Le bâtiment – Mehdi Bayad

Note : 2 sur 5.

Un soir, un homme quitte Bruxelles et débarque sur une île au large des côtes belges. Il veut s’isoler pour prendre du recul après une violente dispute dans son couple.
Mais le séjour vire à la paranoïa : on l’espionne chez lui, des corps sont retrouvés sur la plage et d’étranges silhouettes vêtues de jaune rôdent sur l’île. Les insulaires, quant à eux, se taisent dès qu’on évoque le Bâtiment, un centre qui accueillerait des individus « en marge de la société »…
Psychose collective ou complot ? Pour comprendre ce qui se joue sur l’île, l’homme devra cesser de fuir et affronter les véritables raisons qui l’ont conduit jusqu’ici.

Avis

Tout commence lorsque le narrateur s’installe dans un Aibnb sur une ile aux larges de la Belgique. Il espère pouvoir s’y ressourcer, loin de l’agitation du monde, suite à une violente dispute avec son compagnon.

Sauf que l’ile est loin d’être inhabitée. On notera la présence de quelques villageois plutôt taiseux mais, surtout, d’un bâtiment, le « bunker », abritant des personnes aux comportements étranges et habillées aux couleurs de la Belgique (noir-jaune-rouge selon leur grade). Laissant là sa retraite solitaire, il se retrouve à mener l’enquête sur ce camp de vacances très particulier et même à tenter une infiltration. Mais notre ami est du genre empoté et pas vraiment discret.
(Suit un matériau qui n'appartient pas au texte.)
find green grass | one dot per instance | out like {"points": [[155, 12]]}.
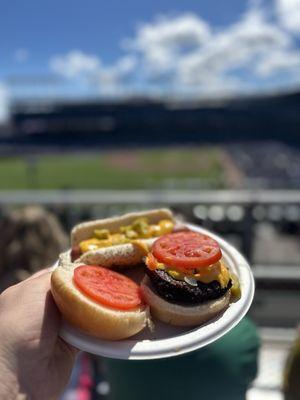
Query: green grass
{"points": [[130, 169]]}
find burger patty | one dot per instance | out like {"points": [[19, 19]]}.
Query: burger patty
{"points": [[180, 291]]}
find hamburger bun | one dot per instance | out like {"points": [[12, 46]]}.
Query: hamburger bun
{"points": [[90, 316]]}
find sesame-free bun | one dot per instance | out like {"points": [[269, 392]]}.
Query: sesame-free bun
{"points": [[85, 230], [178, 314], [122, 255], [89, 316]]}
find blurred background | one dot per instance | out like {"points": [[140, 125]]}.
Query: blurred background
{"points": [[105, 108]]}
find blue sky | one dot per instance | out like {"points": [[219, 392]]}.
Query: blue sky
{"points": [[179, 48]]}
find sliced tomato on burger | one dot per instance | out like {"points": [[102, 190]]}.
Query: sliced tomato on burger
{"points": [[107, 287], [186, 249]]}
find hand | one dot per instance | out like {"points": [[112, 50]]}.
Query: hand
{"points": [[35, 363]]}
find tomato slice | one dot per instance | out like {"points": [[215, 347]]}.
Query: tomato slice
{"points": [[107, 287], [186, 249]]}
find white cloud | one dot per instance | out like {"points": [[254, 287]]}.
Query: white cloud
{"points": [[185, 55], [75, 64], [289, 14], [90, 69], [167, 38], [3, 102], [110, 80], [21, 55], [195, 57]]}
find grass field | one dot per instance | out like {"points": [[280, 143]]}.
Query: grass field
{"points": [[128, 169]]}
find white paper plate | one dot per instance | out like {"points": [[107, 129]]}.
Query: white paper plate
{"points": [[167, 340]]}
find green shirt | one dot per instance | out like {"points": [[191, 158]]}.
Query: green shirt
{"points": [[220, 371]]}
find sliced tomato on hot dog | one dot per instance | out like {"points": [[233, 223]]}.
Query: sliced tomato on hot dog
{"points": [[107, 287], [186, 249]]}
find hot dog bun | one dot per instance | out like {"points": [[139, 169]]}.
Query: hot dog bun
{"points": [[123, 254], [90, 316], [178, 314]]}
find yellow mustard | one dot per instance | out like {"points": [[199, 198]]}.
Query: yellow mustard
{"points": [[139, 229], [216, 272]]}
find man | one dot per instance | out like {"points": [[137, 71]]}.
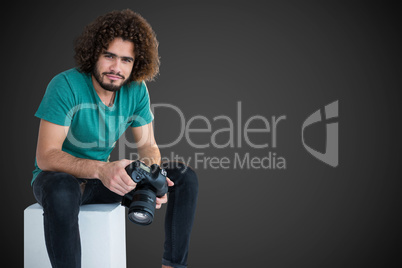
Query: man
{"points": [[83, 113]]}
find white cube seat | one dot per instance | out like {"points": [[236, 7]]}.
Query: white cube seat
{"points": [[102, 232]]}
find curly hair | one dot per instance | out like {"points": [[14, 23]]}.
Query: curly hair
{"points": [[127, 25]]}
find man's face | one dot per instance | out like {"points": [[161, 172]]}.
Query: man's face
{"points": [[114, 65]]}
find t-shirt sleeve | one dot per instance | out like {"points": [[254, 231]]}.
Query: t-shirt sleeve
{"points": [[142, 114], [58, 102]]}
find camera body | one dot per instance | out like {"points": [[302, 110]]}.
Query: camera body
{"points": [[151, 183]]}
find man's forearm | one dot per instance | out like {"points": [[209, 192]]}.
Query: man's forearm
{"points": [[60, 161]]}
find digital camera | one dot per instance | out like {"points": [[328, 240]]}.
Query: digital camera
{"points": [[151, 183]]}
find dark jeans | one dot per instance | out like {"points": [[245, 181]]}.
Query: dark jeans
{"points": [[61, 195]]}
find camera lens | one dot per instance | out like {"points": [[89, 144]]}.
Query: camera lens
{"points": [[140, 218], [142, 208]]}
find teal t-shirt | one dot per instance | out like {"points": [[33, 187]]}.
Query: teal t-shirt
{"points": [[71, 100]]}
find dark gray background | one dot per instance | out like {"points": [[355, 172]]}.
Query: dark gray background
{"points": [[277, 58]]}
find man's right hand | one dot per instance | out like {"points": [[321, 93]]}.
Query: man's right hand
{"points": [[114, 176]]}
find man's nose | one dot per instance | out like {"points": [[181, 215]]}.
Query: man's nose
{"points": [[116, 65]]}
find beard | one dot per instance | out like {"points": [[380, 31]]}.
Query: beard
{"points": [[111, 86]]}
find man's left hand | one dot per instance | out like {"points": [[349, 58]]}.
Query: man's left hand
{"points": [[163, 199]]}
L’originalité du roman tient dans sa forme, puisque le narrateur nous partage les messages vocaux qu’il enregistre, comme un journal de bord, qu’il adresse à son compagnon resté à Bruxelles. Comme une réinterprétation du roman épistolaire mais qui, en réalité, n’a rien de nouveau puisque le même procédé avait déjà été utilisé lorsque les SMS et les mails se sont développés (oui, je suis de cette génération qui a connu les SMS de 140 caractères).

Cette conversation à sens unique permet cependant au narrateur de prendre du recul sur sa propre vie. Ce voyage l’incite à la réflexion sur son parcours, sa vie et sur la relation qu’il entretient avec ce petit ami qui le manipule. Mais il part aussi parfois dans des délires invraisemblables, complètement déconnectés de la réalité, qui sont perturbants. Avec Le bâtiment, on va de surprises en surprises, on nage dans l’absurde et je me suis demandée plus d’une fois où tout cela allait nous mener.

J’ai été particulièrement dérangée par le fait que ni les protagonistes ni même du narrateur ne sont nommés. Mais comme, dans un roman, il faut bien identifier les personnages, l’auteur a choisi une entourloupe qui consiste à leur donner des surnoms (Le Bègue, Le Grand Blond…). Evidemment, la raison de ce choix est expliquée en fin de roman mais, selon moi, cette façon de tourner autour du pot de façon grossière attire l’attention. Personnellement, j’ai parcouru ce roman avec une lecture plus analytique que d’habitude et j’ai identifié tous les éléments cachés et points de bascule bien avant qu’ils n’apparaissent.

Ce huis clos sur une ile manque de crédibilité et emprunte maladroitement trop d’éléments à d’autres romans facilement identifiables, dont un certain chef d’œuvre de la littérature que je vous laisse découvrir par vous-même. Le bâtiment est un roman d’à peine plus de 200 pages mais qui a été une déception pour moi.